I partecipanti hanno utilizzato la protesi nella loro vita quotidiana per leggere libri, etichette alimentari e cartelli della metropolitana. Gli occhiali permettevano di regolare il contrasto e la luminosità e di ingrandire fino a 12 volte. Due terzi hanno riferito di essere mediamente o altamente soddisfatti del dispositivo.

Diciannove partecipanti hanno sperimentato effetti collaterali, tra cui ipertensione oculare (pressione elevata nell'occhio), lacerazioni nella retina periferica ed emorragia sottoretinica (raccolta di sangue sotto la retina). Nessuno era pericoloso per la vita e quasi tutti si sono risolti entro due mesi.

Visioni future

Per ora, il dispositivo PRIMA fornisce solo la visione in bianco e nero, senza sfumature intermedie, ma Palanker sta sviluppando un software che presto consentirà di utilizzare l'intera gamma di scale di grigi.

"Al primo posto nella lista dei desideri dei pazienti c'è la lettura, ma al secondo posto, molto vicino, c'è il riconoscimento dei volti", ha detto Palanker. "E il riconoscimento dei volti richiede la scala di grigi".

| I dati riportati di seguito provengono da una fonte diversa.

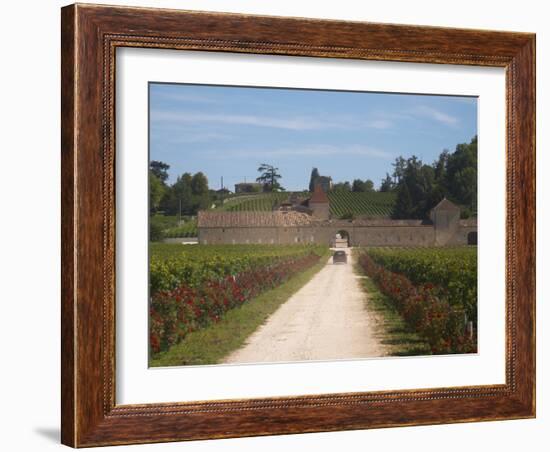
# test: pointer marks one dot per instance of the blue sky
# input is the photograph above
(229, 131)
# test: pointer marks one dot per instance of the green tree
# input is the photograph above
(160, 170)
(156, 192)
(269, 177)
(387, 184)
(369, 186)
(313, 179)
(358, 186)
(398, 169)
(403, 206)
(199, 184)
(342, 186)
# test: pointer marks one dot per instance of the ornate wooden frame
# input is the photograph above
(90, 35)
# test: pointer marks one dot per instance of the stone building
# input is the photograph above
(314, 225)
(248, 187)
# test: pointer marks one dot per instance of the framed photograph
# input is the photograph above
(281, 225)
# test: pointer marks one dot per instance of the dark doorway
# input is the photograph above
(342, 238)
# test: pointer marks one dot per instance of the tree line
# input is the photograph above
(418, 186)
(186, 196)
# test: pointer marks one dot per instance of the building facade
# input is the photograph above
(315, 226)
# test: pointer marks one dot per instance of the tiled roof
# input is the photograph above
(445, 204)
(469, 222)
(209, 219)
(319, 196)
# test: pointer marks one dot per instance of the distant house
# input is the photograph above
(325, 182)
(319, 204)
(308, 221)
(248, 187)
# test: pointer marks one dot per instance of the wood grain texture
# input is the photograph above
(90, 36)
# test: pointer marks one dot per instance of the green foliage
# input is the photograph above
(372, 205)
(369, 204)
(387, 184)
(453, 270)
(269, 176)
(172, 265)
(199, 184)
(420, 187)
(341, 187)
(347, 216)
(362, 186)
(313, 178)
(155, 230)
(433, 290)
(159, 170)
(156, 191)
(188, 229)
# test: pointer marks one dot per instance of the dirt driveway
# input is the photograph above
(326, 319)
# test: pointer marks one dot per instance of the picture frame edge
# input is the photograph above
(90, 35)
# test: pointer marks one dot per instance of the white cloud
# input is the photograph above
(288, 123)
(315, 150)
(436, 115)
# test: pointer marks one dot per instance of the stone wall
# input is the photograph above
(445, 229)
(419, 235)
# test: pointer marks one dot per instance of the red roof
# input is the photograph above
(445, 204)
(319, 196)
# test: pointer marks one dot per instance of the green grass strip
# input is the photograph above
(393, 332)
(212, 344)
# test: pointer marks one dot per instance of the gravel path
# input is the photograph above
(326, 319)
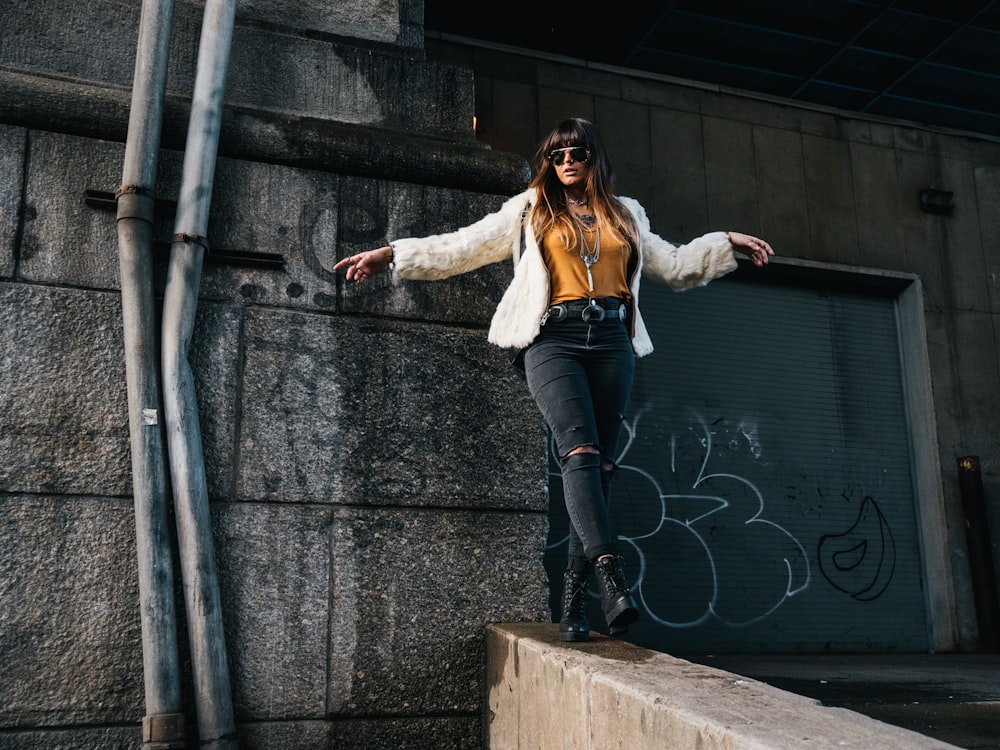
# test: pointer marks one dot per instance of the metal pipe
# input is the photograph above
(163, 725)
(209, 663)
(977, 534)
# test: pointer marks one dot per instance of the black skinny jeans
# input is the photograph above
(580, 375)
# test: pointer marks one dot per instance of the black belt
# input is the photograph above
(590, 310)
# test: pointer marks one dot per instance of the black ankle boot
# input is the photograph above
(619, 607)
(574, 625)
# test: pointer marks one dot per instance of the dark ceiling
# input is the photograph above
(934, 62)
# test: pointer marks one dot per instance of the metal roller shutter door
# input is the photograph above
(765, 502)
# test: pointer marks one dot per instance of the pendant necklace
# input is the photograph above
(589, 255)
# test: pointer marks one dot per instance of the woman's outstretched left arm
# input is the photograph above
(756, 249)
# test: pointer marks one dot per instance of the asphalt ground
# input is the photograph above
(950, 697)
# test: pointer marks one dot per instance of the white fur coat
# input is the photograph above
(517, 319)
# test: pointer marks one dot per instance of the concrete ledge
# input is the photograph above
(544, 695)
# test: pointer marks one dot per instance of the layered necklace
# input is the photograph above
(589, 254)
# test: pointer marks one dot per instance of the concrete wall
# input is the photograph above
(360, 551)
(821, 186)
(369, 516)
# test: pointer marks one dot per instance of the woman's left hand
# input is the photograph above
(756, 249)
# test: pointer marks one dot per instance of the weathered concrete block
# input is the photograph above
(78, 738)
(66, 241)
(70, 614)
(412, 592)
(384, 413)
(374, 20)
(63, 413)
(63, 405)
(440, 733)
(252, 212)
(314, 74)
(274, 577)
(13, 142)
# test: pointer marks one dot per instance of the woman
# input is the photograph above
(572, 311)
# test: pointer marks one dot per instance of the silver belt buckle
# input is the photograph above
(556, 314)
(592, 313)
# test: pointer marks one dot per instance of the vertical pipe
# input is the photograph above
(984, 587)
(163, 725)
(210, 668)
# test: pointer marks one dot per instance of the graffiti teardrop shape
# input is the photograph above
(860, 561)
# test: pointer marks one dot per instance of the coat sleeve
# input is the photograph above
(489, 240)
(682, 266)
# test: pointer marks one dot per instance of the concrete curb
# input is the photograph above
(543, 695)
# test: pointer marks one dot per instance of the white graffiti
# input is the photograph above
(746, 566)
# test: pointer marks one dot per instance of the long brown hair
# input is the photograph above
(550, 211)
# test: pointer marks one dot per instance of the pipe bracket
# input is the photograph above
(191, 239)
(135, 202)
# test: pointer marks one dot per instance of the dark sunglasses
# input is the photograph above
(576, 153)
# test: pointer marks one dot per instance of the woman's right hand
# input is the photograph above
(362, 266)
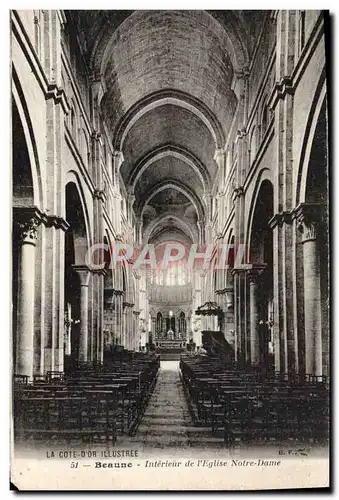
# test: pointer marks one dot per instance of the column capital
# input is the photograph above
(308, 217)
(254, 271)
(237, 192)
(239, 82)
(118, 158)
(83, 273)
(102, 271)
(56, 221)
(26, 223)
(100, 194)
(96, 136)
(279, 219)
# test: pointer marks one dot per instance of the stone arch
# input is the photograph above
(262, 212)
(179, 187)
(73, 177)
(263, 174)
(21, 114)
(319, 99)
(160, 219)
(170, 150)
(161, 98)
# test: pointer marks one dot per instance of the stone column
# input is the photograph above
(26, 228)
(253, 275)
(308, 222)
(84, 275)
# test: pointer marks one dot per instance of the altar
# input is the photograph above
(170, 344)
(170, 341)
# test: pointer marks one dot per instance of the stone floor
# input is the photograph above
(167, 421)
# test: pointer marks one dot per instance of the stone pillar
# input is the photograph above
(26, 227)
(253, 275)
(84, 275)
(312, 297)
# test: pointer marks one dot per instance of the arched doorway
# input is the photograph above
(24, 234)
(76, 281)
(312, 217)
(260, 275)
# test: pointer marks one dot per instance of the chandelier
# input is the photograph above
(209, 309)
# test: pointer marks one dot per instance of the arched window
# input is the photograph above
(264, 120)
(84, 147)
(74, 124)
(182, 323)
(253, 145)
(302, 24)
(159, 322)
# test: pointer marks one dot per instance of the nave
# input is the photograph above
(198, 402)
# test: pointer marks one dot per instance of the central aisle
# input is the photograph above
(167, 420)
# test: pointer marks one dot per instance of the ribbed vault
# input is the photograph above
(168, 102)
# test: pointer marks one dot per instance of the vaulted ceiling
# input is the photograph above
(168, 102)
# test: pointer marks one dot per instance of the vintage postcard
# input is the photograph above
(170, 244)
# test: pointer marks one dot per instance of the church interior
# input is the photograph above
(200, 129)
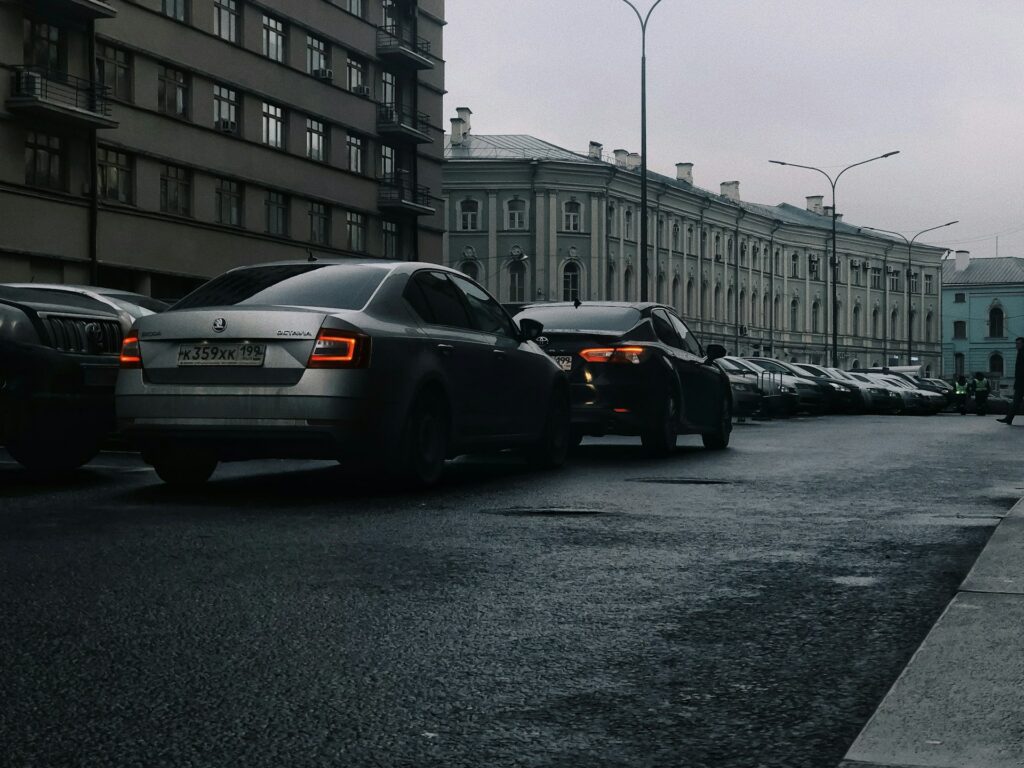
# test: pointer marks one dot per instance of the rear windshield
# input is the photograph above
(603, 318)
(335, 286)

Sta anche progettando chip che offriranno una visione a più alta risoluzione. La risoluzione è limitata dalle dimensioni dei pixel sul chip. Attualmente i pixel sono larghi 100 micron, con 378 pixel su ogni chip. La nuova versione, già testata nei topi, potrebbe avere pixel larghi fino a 20 micron, con 10.000 pixel su ogni chip.

Palanker vuole testare il dispositivo anche per altri tipi di cecità causata dalla perdita di fotorecettori.

"Questa è la prima versione del chip e la risoluzione è relativamente bassa", ha detto. "La prossima generazione del chip, con pixel più piccoli, avrà una risoluzione migliore e sarà abbinata a occhiali dall'aspetto più elegante".

Un chip con pixel da 20 micron potrebbe dare a un paziente una visione di 20/80, ha detto Palanker. "Ma con lo zoom elettronico, potrebbe avvicinarsi a 20/20".